Echevarria confirmed to BuzzFeed News that he received a notice, but said he was out of town when the new regulations went into effect and "unfortunately my house sitter couldn't figure out how to adjust the sprinklers."
"I remedied the following week when I returned home," he added.
County records indicate Echevarria's house last sold in 2014 for just over $1.7 million.
Dylan Neal, an actor known for his work on Dawson's Creek and The Bold and the Beautiful, was also warned for a violation.
He told BuzzFeed News that the warning resulted after an installer incorrectly programmed his new sprinkler system to turn on daily. At the time, he was on set in Vancouver and his family was visiting him. When his wife returned home, she "rectified the situation that day."
"We are environmentally conscious people who have installed artificial turf to do our part for the environment and help conserve water," Neal said.
County records value Neal's home at just over $500,000.
Rapper Tyga — whose real name is Michael Stevenson — lives just blocks away from his girlfriend, Kylie Jenner. Documents show that he has been warned and fined for two water violations at the home, which reportedly costs $25,000 a month to rent.
The citations are just the latest of Tyga's housing troubles; two different Calabasas landlords also have filed suits accusing him of skipping out on rent.
Celebrities in Calabasas aren't the only high-profile figures to have been busted for wasting water, though California privacy laws make it difficult to get widespread, comprehensive data.
In July, actor Tom Selleck made headlines for allegedly hiring a large truck to siphon water from a fire hydrant and use it for his ranch.
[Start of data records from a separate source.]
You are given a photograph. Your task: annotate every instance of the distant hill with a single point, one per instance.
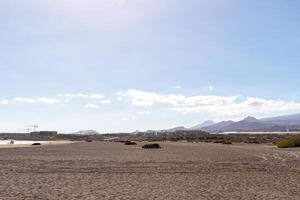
(86, 132)
(202, 125)
(281, 123)
(179, 128)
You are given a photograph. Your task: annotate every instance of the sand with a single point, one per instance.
(58, 142)
(103, 170)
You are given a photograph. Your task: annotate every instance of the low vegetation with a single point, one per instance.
(287, 143)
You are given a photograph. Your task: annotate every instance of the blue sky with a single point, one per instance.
(122, 65)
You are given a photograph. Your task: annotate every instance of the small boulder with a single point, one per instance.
(129, 143)
(151, 146)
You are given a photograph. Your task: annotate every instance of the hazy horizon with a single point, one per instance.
(126, 65)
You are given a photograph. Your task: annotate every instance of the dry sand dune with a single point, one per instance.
(102, 170)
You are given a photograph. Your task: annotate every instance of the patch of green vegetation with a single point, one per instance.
(287, 143)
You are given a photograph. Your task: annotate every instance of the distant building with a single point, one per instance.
(44, 133)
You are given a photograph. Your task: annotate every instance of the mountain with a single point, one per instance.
(281, 123)
(86, 132)
(218, 127)
(202, 125)
(179, 128)
(284, 120)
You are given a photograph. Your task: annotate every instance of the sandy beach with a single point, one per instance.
(101, 170)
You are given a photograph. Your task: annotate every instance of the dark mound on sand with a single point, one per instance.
(151, 146)
(36, 144)
(288, 143)
(129, 143)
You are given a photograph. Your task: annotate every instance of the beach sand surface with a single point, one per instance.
(103, 170)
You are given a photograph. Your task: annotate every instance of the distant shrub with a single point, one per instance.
(227, 142)
(129, 143)
(151, 146)
(287, 143)
(254, 142)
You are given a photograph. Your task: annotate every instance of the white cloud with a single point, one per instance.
(25, 99)
(216, 106)
(73, 95)
(106, 101)
(91, 106)
(47, 100)
(81, 95)
(4, 102)
(43, 100)
(144, 113)
(177, 87)
(97, 96)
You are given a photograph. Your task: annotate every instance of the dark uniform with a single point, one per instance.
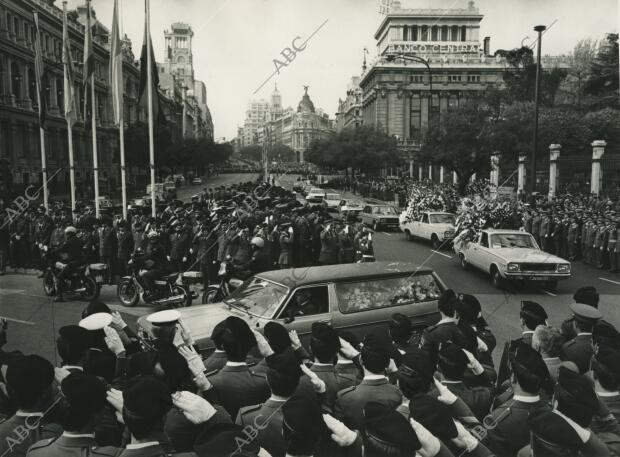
(579, 350)
(269, 418)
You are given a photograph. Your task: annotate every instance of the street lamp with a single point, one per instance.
(540, 29)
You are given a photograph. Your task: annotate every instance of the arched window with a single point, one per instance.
(444, 33)
(455, 33)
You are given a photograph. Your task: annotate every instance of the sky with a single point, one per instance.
(236, 41)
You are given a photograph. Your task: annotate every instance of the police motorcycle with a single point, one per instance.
(86, 280)
(169, 290)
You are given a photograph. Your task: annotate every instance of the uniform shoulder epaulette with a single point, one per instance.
(107, 451)
(41, 444)
(346, 391)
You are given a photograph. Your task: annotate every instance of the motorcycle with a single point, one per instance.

Selleck's case was detailed in a lawsuit that sought at least $21,700 in damages.
Other celebrities — including Kim Kardashian and Kanye West, Jennifer Lopez, and Barbara Streisand — have been accused of ignoring the drought after photos shot from helicopters showed sprawling, verdant lawns.
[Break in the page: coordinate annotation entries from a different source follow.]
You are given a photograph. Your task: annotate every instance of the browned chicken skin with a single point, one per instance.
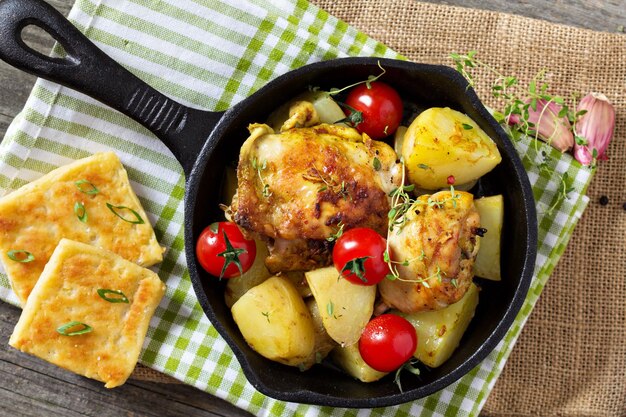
(295, 189)
(439, 244)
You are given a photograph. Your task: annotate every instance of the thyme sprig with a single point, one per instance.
(231, 256)
(328, 183)
(411, 366)
(260, 166)
(517, 100)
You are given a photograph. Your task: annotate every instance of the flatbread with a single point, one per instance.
(34, 218)
(67, 292)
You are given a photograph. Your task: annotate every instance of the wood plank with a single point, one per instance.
(599, 15)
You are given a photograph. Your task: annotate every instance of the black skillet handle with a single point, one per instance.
(87, 69)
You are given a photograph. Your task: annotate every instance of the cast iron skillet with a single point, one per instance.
(204, 142)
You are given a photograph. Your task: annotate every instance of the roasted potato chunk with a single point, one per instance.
(442, 142)
(345, 308)
(350, 360)
(439, 332)
(491, 210)
(275, 322)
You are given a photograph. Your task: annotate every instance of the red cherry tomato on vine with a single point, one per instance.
(381, 108)
(223, 251)
(359, 256)
(387, 342)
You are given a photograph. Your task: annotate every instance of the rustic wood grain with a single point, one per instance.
(31, 387)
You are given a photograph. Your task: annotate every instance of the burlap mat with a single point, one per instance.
(571, 356)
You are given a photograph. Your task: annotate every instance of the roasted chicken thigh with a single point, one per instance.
(298, 187)
(434, 250)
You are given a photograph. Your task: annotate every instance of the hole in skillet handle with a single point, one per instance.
(425, 84)
(89, 70)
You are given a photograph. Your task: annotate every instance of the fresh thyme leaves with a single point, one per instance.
(119, 210)
(80, 328)
(86, 187)
(411, 366)
(356, 267)
(20, 255)
(376, 163)
(267, 315)
(370, 79)
(112, 296)
(260, 166)
(353, 119)
(530, 111)
(328, 183)
(80, 211)
(330, 308)
(231, 256)
(337, 234)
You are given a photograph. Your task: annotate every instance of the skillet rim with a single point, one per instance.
(487, 346)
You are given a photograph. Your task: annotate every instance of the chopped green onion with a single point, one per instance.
(80, 211)
(116, 209)
(86, 187)
(20, 255)
(118, 297)
(84, 328)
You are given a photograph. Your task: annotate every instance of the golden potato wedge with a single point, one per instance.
(275, 322)
(345, 307)
(323, 342)
(441, 142)
(439, 332)
(398, 139)
(238, 286)
(491, 210)
(349, 359)
(327, 110)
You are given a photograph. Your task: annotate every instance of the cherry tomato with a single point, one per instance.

Still, it's difficult to know exactly how widespread celebrity water waste is in California because privacy laws shield residents, including the rich and the famous, from public scrutiny. According to the Center for Investigative Reporting, the protections date back to 1997 and were designed to "protect the privacy of the tech elite." Prior to that time, California laws made utility bills public, which allowed the Los Angeles Times to report on a number of powerful public figures who opted to ignore conservation during a severe drought in the early 1990s.
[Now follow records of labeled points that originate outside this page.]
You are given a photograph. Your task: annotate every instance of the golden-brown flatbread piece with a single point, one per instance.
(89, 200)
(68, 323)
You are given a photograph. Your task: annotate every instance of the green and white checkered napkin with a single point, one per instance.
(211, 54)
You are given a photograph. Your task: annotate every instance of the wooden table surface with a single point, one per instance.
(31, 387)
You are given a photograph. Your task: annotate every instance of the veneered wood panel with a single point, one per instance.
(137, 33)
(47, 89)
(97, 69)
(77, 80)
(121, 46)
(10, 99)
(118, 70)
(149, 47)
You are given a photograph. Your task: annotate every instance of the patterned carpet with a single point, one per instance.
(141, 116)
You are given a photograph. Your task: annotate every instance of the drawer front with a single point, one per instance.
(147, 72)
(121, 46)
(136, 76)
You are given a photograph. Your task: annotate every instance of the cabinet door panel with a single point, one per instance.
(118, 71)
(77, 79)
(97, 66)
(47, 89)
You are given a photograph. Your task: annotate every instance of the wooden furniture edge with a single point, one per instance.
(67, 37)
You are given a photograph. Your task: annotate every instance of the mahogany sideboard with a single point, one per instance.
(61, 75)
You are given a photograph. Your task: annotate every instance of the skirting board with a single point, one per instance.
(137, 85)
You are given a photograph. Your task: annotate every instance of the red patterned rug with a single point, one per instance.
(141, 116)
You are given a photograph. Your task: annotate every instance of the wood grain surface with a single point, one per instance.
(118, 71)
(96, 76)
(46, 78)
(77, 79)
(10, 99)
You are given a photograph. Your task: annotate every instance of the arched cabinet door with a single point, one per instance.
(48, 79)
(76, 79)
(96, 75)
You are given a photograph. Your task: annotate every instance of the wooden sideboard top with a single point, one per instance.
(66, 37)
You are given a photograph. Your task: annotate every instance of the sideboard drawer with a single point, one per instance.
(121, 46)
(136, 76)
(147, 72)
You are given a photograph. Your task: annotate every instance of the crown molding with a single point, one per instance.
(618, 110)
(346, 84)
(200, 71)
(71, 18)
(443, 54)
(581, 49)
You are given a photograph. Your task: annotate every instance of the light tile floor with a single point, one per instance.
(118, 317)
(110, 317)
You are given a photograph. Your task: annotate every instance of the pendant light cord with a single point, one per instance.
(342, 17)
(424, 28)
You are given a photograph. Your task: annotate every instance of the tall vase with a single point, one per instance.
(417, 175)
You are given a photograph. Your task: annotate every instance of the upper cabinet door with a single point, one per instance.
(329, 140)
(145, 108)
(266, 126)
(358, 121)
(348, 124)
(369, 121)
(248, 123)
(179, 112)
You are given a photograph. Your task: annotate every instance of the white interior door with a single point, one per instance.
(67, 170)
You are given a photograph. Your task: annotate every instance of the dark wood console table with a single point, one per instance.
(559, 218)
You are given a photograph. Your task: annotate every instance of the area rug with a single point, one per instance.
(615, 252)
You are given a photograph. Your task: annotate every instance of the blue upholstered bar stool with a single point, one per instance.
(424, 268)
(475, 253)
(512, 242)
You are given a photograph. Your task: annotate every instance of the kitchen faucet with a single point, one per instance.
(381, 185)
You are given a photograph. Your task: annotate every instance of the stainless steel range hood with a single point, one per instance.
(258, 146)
The strict enforcement comes as cities across California try to reconcile a prolonged, severe drought with a culture that devotes a massive amount of water to landscaping.
To cope with the extreme conditions, Gov. Jerry Brown ordered cities to reduce water consumption by 25%. Communities were then given "conservation targets," or reductions that must be made to avoid facing huge fines.
The Las Virgenes Municipal Water District and its cradle of luxury homes were told to cut water use by 36% — one of the steepest requirements to hit any water agency in the state.
To meet that target, Las Virgenes imposed numerous restrictions mostly aimed at curtailing outdoor water use, a response similar to those rolled out by communities across California.
And to a large extent, it has worked. In July, California's cities collectively reduced their water use by 31.3% compared to the same month in 2013. Major cutbacks also were reported in June, with authorities attributing the success to a mixture of public outreach, fines, and other programs.
Calabasas has experienced a similar level of success. In July, the community exceeded its target after cutting back by 37%. Combined with June, the overall reductions are only 35%, which is just barely shy of the state-imposed conservation target.
Las Virgenes General Manager Dave Pedersen told BuzzFeed News that the vast majority of the residents in his area are complying with the new rules, but said there was a "small minority" that "doesn't want to change."
"We've got to get them onboard too, and, unfortunately, penalties and fines are a way to do that," he said.